Fill patterns tile perpendicular to the x axis.
Brush patterns tile perpendicular to the path (with the top of the pattern tile always facing outward). Also, corner tiles rotate 90° clockwise each time the path changes direction.
Fill patterns tile only the artwork within the pattern bounding box—an unfilled and unstroked (non-printing) rectangle backmost in the artwork. For fill patterns, the bounding box acts as a mask.
Brush patterns tile artwork within the pattern bounding box and protruding from or grouped with it.
To make the pattern less complex so that it prints more rapidly, remove any unnecessary detail from the pattern artwork, and group objects that are painted with the same color so that they are adjacent in the stacking order.
As you create your pattern tile, zoom in on the artwork to align elements more accurately, and then zoom out from the artwork for the final selection.
The more complex the pattern, the smaller should be the selection used to create it; however, the smaller the selection (and the pattern tile it creates), the more copies are needed to create the pattern.

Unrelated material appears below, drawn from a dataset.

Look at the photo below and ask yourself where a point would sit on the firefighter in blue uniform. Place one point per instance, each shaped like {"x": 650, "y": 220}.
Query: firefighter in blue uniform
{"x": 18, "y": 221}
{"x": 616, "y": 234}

Thus, a 1‑inch-square tile is more efficient than a 1/4‑inch-square tile. If you are creating a simple pattern, you can include multiple copies of the object within the selection intended for the pattern tile.
To create simple line patterns, layer stroked lines of varying widths and colors, and place an unfilled, unstroked bounding box behind the lines to create a pattern tile.
To make an organic or textural pattern appear irregular, vary the tile artwork subtly for a more realistic effect. You can use the Roughen effect to control variations.
To ensure smooth tiling, close paths before defining the pattern.
Enlarge your artwork view and check for flaws before defining a pattern.
If you draw a bounding box around the artwork, make sure that the box is a rectangle, that it is the backmost object of the tile, and that it is unfilled and unstroked. To have Illustrator use this bounding box for a brush pattern, make sure that nothing protrudes from it.
When possible, confine artwork to an unpainted bounding box so that you can control how the pattern tiles.
Corner tiles must be square and have the same height as side tiles to align properly on the path. If you plan to use corner tiles with your brush pattern, align objects in the corner tiles horizontally with objects in the side tiles so that the patterns tile correctly.
Create special corner effects for brush patterns using corner tiles.
- (Optional) To control the spacing between pattern elements or to clip out portions of the pattern, draw a pattern bounding box (an unfilled rectangle) around the artwork you want to use as a pattern. Choose Object > Arrange > Send To Back to make the rectangle the backmost object. To use the rectangle as a bounding box for a brush or fill pattern, fill and stroke it with None.
For a fill pattern, draw a bounding box from the center point of the upper left object to the center point of the lower right object.
For a brush pattern, draw a bounding box that surrounds the objects and coincides with their outer boundaries. If the pattern is to be a corner tile, hold down Shift as you drag to constrain the bounding box to a square.
- Drag the rectangle to the right; then press Alt+Shift (Windows) or Option+Shift (Mac OS) to create a copy and to constrain the move.
When the upper left corner point of the copy snaps to the upper right corner point of the bounding box, release the mouse button, and then release the keys.
If you know the exact dimensions of the bounding box, you can select only the textures and use the Move command to specify a horizontal move the width of the rectangle. Be sure to click Copy instead of OK in the Move dialog box.
Corner tiles lend special border effects when applying brush patterns. You can create corner tiles from scratch, or you can use a brush pattern’s side tile as the basis for designing complementary outer and inner (reflected –135°) corner tiles.
- If the tile does not have a square bounding box, create a box that completely encompasses the artwork, the same height as the side tile. (Side tiles can be rectangular.) Fill and stroke the box with None, and choose Object > Arrange > Send To Back to make the box backmost in your artwork. (The bounding box helps you align the new tile.)
- Using the Selection tool, drag the left tile down by the top right anchor point, pressing Alt+Shift (Windows) or Option+Shift (Mac OS) to make a copy and constrain the move so that you create a third tile beneath the second. When the copy’s upper right anchor point snaps to the corner tile’s lower right anchor point, release the mouse button and Alt+Shift (Windows) or Option+Shift (Mac OS).